Wednesday, December 19, 2007

ORU SCANDAL HIGHLIGHTS HYPOCRISY OF RELIGIOUS LEADERS

Published Oct. 9, 2007 in "The Oklahoma Daily"
Viewable Online Here

Native son Richard Roberts may soon join the list of religious hypocrites. Roberts is the son of prolific evangelist Oral Roberts. He is also president and CEO of Oral Roberts University.

Three dismissed ORU professors have filed a lawsuit, alleging Roberts and his wife misused ministry and university funds.

The alleged abuses include his daughter’s senior trip, in which the university jet was used to fly to Florida and the Bahamas. The trip cost $29,411 and was billed to the ministry.

The professors also accuse Roberts of ordering university and ministry employees to do his daughters’ homework.

Robert’s transgressions are matched by those of his wife, Lindsay.

She is accused of spending $39,000 of university and ministry funds at a Chico’s clothing store.

She is also accused of racking up $800 monthly phone bills using university-owned cell phones
to exchange hundreds of text messages with underage males late at night.

She probably wasn’t trading pot roast recipes.

Furthermore, she is accused of awarding scholarships to her children’s friends and firing long-time university employees and replacing them with male acquaintances.

This is not appropriate behavior for religious leaders.

No God, religion or good-hearted human can condone stealing money, particularly when the funds are meant to further the word of God.

The fact that Roberts is defending himself and his wife by saying — more or less — God has told him the lawsuit is baseless is disheartening.

Unfortunately, this flagrant hypocrisy — exemplified here by Protestant leaders — occurs in virtually every religion.

From the priests of the Inquisition to the mullahs of the Taliban, religious leaders have long exploited their positions of leadership.

In the process, the guilty often perverted the religion until it suited their agendas. This was the basic premise behind the Crusades.

The clergy called for Christian warriors to fight the Muslim invasion of the Holy Land. Priests throughout Europe told their parishioners they would receive salvation if they fought, regardless of their conduct before or after that crusade.

In an eerie reversal, misguided Muslim leaders are calling for war against Christian infidels using much of the same reasoning. They call it a jihad — or holy war — and claim Allah will grant eternal salvation to those who die in his name fighting his enemies.

First, these sheiks have no authority to declare a jihad, especially on innocent people who have done nothing wrong.

Islam views the killing of innocents as a grave offense and — like other faiths — reserves a special place in the afterlife for those guilty of it.

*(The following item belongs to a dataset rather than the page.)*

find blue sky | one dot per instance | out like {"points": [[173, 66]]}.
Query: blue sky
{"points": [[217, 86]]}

Unfortunately, the way outsiders perceive Islam often overlooks this fact, instead focusing on the rhetoric of hate-mongering clerics.

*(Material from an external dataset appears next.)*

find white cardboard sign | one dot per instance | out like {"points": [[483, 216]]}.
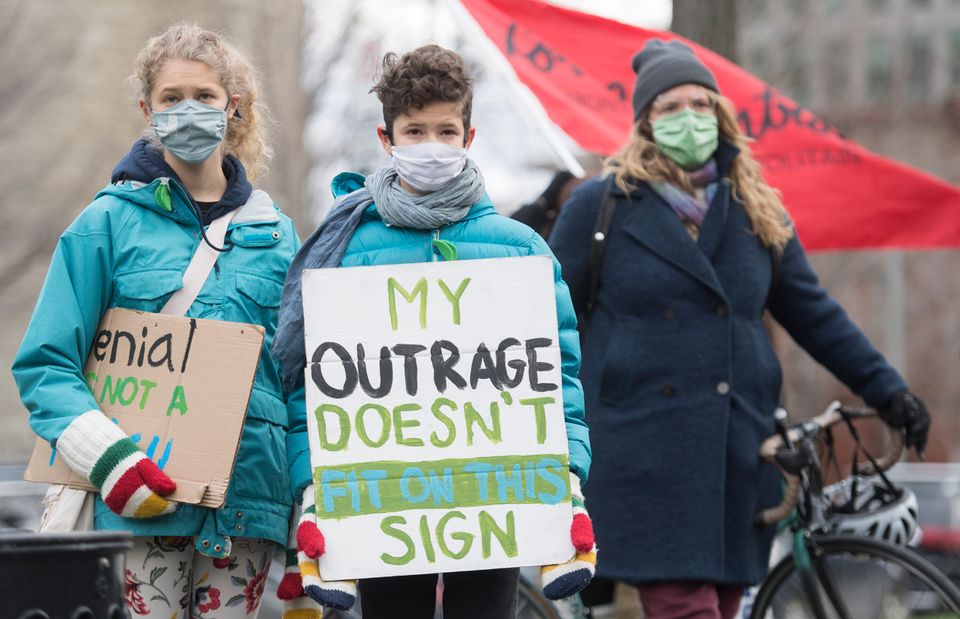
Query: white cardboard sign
{"points": [[435, 415]]}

The reason such hypocrisy finds a lasting place in many religions is that they often shift allegiance and loyalty from God to a person.

That person, whether he or she is a legitimate religious leader, is a barrier to forming a personal relationship with God.

Worse still, the leader gradually convinces his followers the only way to experience religion is through him.

The follower drifts farther from scripture and the “true” religion and closer toward the leader’s agenda.

This holds true for the legions of mega-church attendees and followers of flamboyant televangelists. On a more dangerous level, it also is an accurate portrayal of those who follow radical clerics, such as Moqtada al-Sadr and Mullah Mohammed Omar.

With adherence to a man — rather than to a higher power — comes real trouble. God or Allah or Yahweh never commands the faithful to kill.

Clearly, not all religious leaders are misguided. The majority of them are learned, pious and decent individuals who care about their fellow man.

Nevertheless, virtually all instances of religious conflicts and faith-based militancy come from religions that stress the importance of designated leaders, be they priests, imams or rabbis.

I am not aware of Buddhist crusades or Baha’i suicide bombers.

The designated leader systems of the Abrahamic religions have been in place for thousands of years.

By combating the hypocrisy of some of the theological middlemen — and perhaps even removing them completely — adherents of all Abrahamic faiths can gain greater understanding of their relationship with God.

Unfortunately, I don’t see it happening, at least not for another 1,000 years.